Page 40 of The Other World

CHAPTER NINETEEN

My first thoughtwas that I was definitely not getting out of this without a brain injury. My second was that I was soaking wet. And my third was that I was soaking wet with other people’s bodily fluids.

I jumped to my feet. Other-me was still knocked out but I could see her starting to stir. Nikolai was up and working on the last buckle that held other-Tennyson down. My Tennyson had hidden behind the desk. His head popped up when he heard me yell.

“Where’s Mrs Spencer?” I asked, my voice sounding muffled through the ringing in my ears. I’d been so focused on keeping Other-me’s attention that I had no clue what Mrs Spencer had been doing. I couldn’t see her on the ground anywhere. There was only rubble and bits of dad juice. Maybe she’d escaped before the explosion. That had to be it, because she definitely wasn’t there.

I grabbed my sword out of Other-me’s hand. Tennyson picked up Althea, swinging her over his shoulder.

“Come on!” someone yelled from the giant hole that had been blasted into the wall. It was other-Nikolai. “The guards will be coming in droves. We have to get back to the portal.”

Most of the other prisoners had been blown free of their chains but Katie was still trapped, and I couldn’t leave her there. I was too weak to be of much help, though, so I was grateful when Nikolai came over to help.

“Come on,” he said, once Katie was free. “We have to get out of here.”

I didn’t need telling twice. We had everything we’d come for. I had no desire to stick around with Other-me and whatever was left of not-dad. I helped Katie over the rubble, then we ran. The ringing was starting to fade from my ears, and already I could hear the guards yelling somewhere in the distance.

Even though I was exhausted, I ran as hard as I could. I wanted to catch up to other-Nikolai, who was leading us through the building.

“Is the portal still open?” I asked him, when I was close enough.

“It was when I left,” he said. “I locked all the doors in the compound, except for the way I opened up for us. We should be home free.”

I wished he hadn’t said that. Saying that was like saying you’d be right back in a horror movie. It was just asking for trouble.

Still, we didn’t see anyone as we ran through the compound. Which was fortunate, because I quickly began to flag. The burst of speed to catch up to Nikolai had been the last of my reserves, and it was all I could do to keep going. Tennyson ran beside me, carrying Althea.

By the time we got close to the office, my leg muscles were burning. I had to use the railing to pull myself up the last few flights of stairs, and my sword as a walking stick. It felt as if my legs would go out from under me at any moment.

I was surprised when we all piled into the office to find Mrs Spencer and Sam. That must have been why she’d vanished, to go back for him, though I had no clue why she’d bring him here.

“We have to go,” Mrs Spencer said.

“Yeah, no duh,” said Nikolai. I wasn’t sure which one.

The sound of the guards running up the stairs behind us was too close for comfort. I pushed everyone inside and locked the doors, and a few people helped me pile all the office furniture we could manage in front of it.

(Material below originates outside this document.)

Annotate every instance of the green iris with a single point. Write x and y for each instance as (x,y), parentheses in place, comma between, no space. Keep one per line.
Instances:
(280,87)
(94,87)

“No, we have to leave this world,” Mrs Spencer said. “To go home.”

As she said it, I realized there was no portal. And if there had been, it was in the doorway that we’d just barricaded.

“We can’t go home,” I told her. “We don’t have a portal and I have no powers.”

The guards were at the door now. I could hear them banging around out there. I doubted it would take them long to smash through.

“You have the sword,” said Mrs Spencer. “And the lodestone.”

I had absolutely forgotten the lodestone. I felt in my pocket and realized it was still in there. I must have taken it out when I changed clothes. I must have held it a dozen times, at least, but I’d never even thought about it. It seemed that I never thought about it, unless someone mentioned it to me first. Come to think of it, it was strange that Other-me hadn’t stolen it when she’d taken my sword.

Mrs Spencer noticed my astonishment and nodded. “The stone has many powers. Nobody understands them all.”

“Okay,” I said. “But I still don’t havemypowers.”

“Once you learn to use the sword and the stone, they’ll come back in a jiffy,” she said. “But right now, all they need to do istake that portal and redirect it from the school in this world, to the school back home. Easy peasy.”

“Is that possible?” I had to yell for her to hear me over the guards trying to knock down the door. “Wouldn’t it be easier to just go back to school and figure this out later?”

She shook her head. “We need this portal here to be fired up, and we can only do that from this end. This is our only chance. That’s why I left as soon as I realized, to go get my Sam.”